Cabe a nós questionar-nos sobre o progresso teórico e a utilização prática
destes novos instrumentos de comunicação e conhecimento. As suas grandes
possibilidades de bem são acompanhadas pelo risco de que tudo se transforme num
cálculo abstrato que reduz as pessoas a dados, o pensamento a um esquema, a
experiência a um caso, o bem ao lucro, com o risco sobretudo de que se acabe
por negar a singularidade de cada pessoa e da sua história, dissolvendo a
realidade concreta numa série de dados estatísticos.
A
revolução digital pode tornar-nos mais livres, mas certamente não conseguirá
fazê-lo se nos prender nos modelos designados hoje como echo chamber (câmara
de eco). Nestes casos, em vez de aumentar o pluralismo da informação, corre-se
o risco de se perder num pântano anónimo, favorecendo os interesses do mercado
ou do poder. Não é aceitável que a utilização da inteligência artificial
conduza a um pensamento anónimo, a uma montagem de dados não certificados, a
uma desresponsabilização editorial coletiva. A representação da realidade
por big data (grandes dados), embora funcional para a gestão
das máquinas, implica na realidade uma perda substancial da verdade das coisas,
o que dificulta a comunicação interpessoal e corre o risco de danificar a nossa
própria humanidade. A informação não pode ser separada da relação existencial:
implica o corpo, o situar-se na realidade; pede para correlacionar não apenas
dados, mas experiências; exige o rosto, o olhar, a compaixão e ainda a
partilha.
Penso
na narração das guerras e naquela «guerra paralela» que se trava através de
campanhas de desinformação. E penso em tantos repórteres que ficam feridos ou
morrem no local em efervescência para nos permitir a nós ver o que viram os
olhos deles.
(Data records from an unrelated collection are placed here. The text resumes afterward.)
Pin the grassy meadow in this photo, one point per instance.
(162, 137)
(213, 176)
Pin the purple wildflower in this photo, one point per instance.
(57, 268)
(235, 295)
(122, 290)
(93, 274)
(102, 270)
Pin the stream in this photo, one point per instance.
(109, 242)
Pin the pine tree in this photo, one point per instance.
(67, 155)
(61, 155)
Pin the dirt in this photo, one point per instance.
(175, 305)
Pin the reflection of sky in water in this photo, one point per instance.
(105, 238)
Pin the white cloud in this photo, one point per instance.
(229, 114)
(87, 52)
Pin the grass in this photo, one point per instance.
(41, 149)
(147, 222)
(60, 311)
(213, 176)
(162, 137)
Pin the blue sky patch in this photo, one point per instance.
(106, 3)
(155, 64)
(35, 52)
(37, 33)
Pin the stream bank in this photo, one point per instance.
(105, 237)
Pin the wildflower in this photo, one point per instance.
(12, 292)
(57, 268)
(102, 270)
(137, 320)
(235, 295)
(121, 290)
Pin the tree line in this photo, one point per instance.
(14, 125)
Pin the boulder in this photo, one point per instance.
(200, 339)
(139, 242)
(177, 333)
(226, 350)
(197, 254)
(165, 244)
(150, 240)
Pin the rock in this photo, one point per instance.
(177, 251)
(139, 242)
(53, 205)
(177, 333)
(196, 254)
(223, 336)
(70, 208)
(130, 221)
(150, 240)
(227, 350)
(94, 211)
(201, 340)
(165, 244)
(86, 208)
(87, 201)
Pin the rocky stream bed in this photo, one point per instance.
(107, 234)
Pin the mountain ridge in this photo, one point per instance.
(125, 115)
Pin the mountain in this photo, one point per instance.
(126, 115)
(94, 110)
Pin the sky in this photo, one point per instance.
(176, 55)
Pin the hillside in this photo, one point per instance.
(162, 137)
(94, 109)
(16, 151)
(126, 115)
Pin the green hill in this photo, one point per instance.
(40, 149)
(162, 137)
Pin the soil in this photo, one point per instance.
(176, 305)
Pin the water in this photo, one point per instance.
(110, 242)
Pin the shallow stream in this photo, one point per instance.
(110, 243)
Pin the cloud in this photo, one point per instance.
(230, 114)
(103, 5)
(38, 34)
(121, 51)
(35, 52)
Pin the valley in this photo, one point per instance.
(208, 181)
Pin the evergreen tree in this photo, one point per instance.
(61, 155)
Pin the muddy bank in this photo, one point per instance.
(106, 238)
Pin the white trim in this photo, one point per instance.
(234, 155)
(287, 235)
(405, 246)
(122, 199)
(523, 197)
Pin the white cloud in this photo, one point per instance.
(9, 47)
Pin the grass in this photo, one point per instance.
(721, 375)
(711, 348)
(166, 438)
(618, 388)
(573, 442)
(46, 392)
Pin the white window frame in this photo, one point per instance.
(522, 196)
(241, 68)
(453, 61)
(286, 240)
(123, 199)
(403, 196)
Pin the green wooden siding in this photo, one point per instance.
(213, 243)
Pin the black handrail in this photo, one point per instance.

Pois só tocando pessoalmente o sofrimento das crianças, das
mulheres e dos homens é que poderemos compreender o caráter absurdo das
guerras.
A
utilização da inteligência artificial poderá proporcionar um contributo
positivo no âmbito da comunicação, se não anular o papel do jornalismo no
local, antes pelo contrário se o apoiar; se valorizar o profissionalismo da
comunicação, responsabilizando cada comunicador; se devolver a cada ser humano
o papel de sujeito, com capacidade crítica, da própria comunicação.
Interrogativos
de hoje e de amanhã
E
surgem, espontâneas, algumas questões: Como tutelar o profissionalismo e a
dignidade dos trabalhadores no campo da comunicação e da informação, juntamente
com a dos utentes em todo o mundo? Como garantir a interoperabilidade das
plataformas? Como fazer com que as empresas que desenvolvem plataformas
digitais assumam as suas responsabilidades relativamente ao que divulgam daí
tirando os seus lucros, de forma análoga ao que acontece com os editores dos
meios de comunicação tradicionais? Como tornar mais transparentes os critérios
subjacentes aos algoritmos de indexação e desindexação e aos motores de
pesquisa, capazes de exaltar ou cancelar pessoas e opiniões, histórias e
culturas? Como garantir a transparência dos processos de informação? Como
tornar evidente a paternidade dos escritos e rastreáveis as fontes, evitando o
para-vento do anonimato? Como deixar claro se uma imagem ou um vídeo retrata um
acontecimento ou o simula? Como evitar que as fontes se reduzam a uma só, a um
pensamento único elaborado algoritmicamente? E, ao contrário, como promover um
ambiente adequado para salvaguardar o pluralismo e representar a complexidade
da realidade? Como podemos tornar sustentável este instrumento poderoso, caro e
extremamente energívoro? Como podemos torná-lo acessível também aos países em
vias de desenvolvimento?
A
partir das respostas a estas e outras questões compreenderemos se a
inteligência artificial acabará por construir novas castas baseadas no domínio
informativo, gerando novas formas de exploração e desigualdade ou se, pelo
contrário, trará mais igualdade, promovendo uma informação correta e uma maior
consciência da transição de época que estamos a atravessar, favorecendo a
escuta das múltiplas carências das pessoas e dos povos, num sistema de
informação articulado e pluralista. Dum lado, vemos assomar o espetro duma nova
escravidão, do outro uma conquista de liberdade; dum lado, a possibilidade de
que uns poucos condicionem o pensamento de todos, do outro a possibilidade de
que todos participem na elaboração do pensamento.
A
resposta não está escrita; depende de nós. Compete ao homem decidir se há de
tornar-se alimento para os algoritmos ou nutrir o seu coração de liberdade, sem
a qual não se cresce na sabedoria. Esta sabedoria amadurece valorizando o tempo
e abraçando as vulnerabilidades. Cresce na aliança entre as gerações, entre
quem tem memória do passado e quem tem visão de futuro. Somente juntos é que
cresce a capacidade de discernir, vigiar, ver as coisas a partir do seu termo.
Para não perder a nossa humanidade, procuremos a Sabedoria que existe antes de
todas as coisas (cf. Sir 1, 4), que, passando através dos
corações puros, prepara amigos de Deus e profetas (cf. Sab 7,
27): há de ajudar-nos também a orientar os sistemas da inteligência artificial
para uma comunicação plenamente humana.
Roma
– São João de Latrão, 24 de janeiro de 2024.
[Francisco]
[1] Cartas
do Lago de Como (Brescia 52022), 95-97
[2] Em
continuidade com as anteriores
Mensagens para o Dia Mundial das Comunicações Sociais, dedicadas a «encontrar
as pessoas onde estão e como são» (2021), «escutar
com o ouvido do coração» (2022) e «falar
com o coração» (2023).
[3] Cf. Mensagem
para o LII Dia Mundial das Comunicações (2018): «“A verdade vos tornará
livres” (Jo 8, 32). Fake news e jornalismo
de paz».
[4] Mensagem
para o LVII Dia Mundial da Paz: 1 de janeiro de 2024, 8.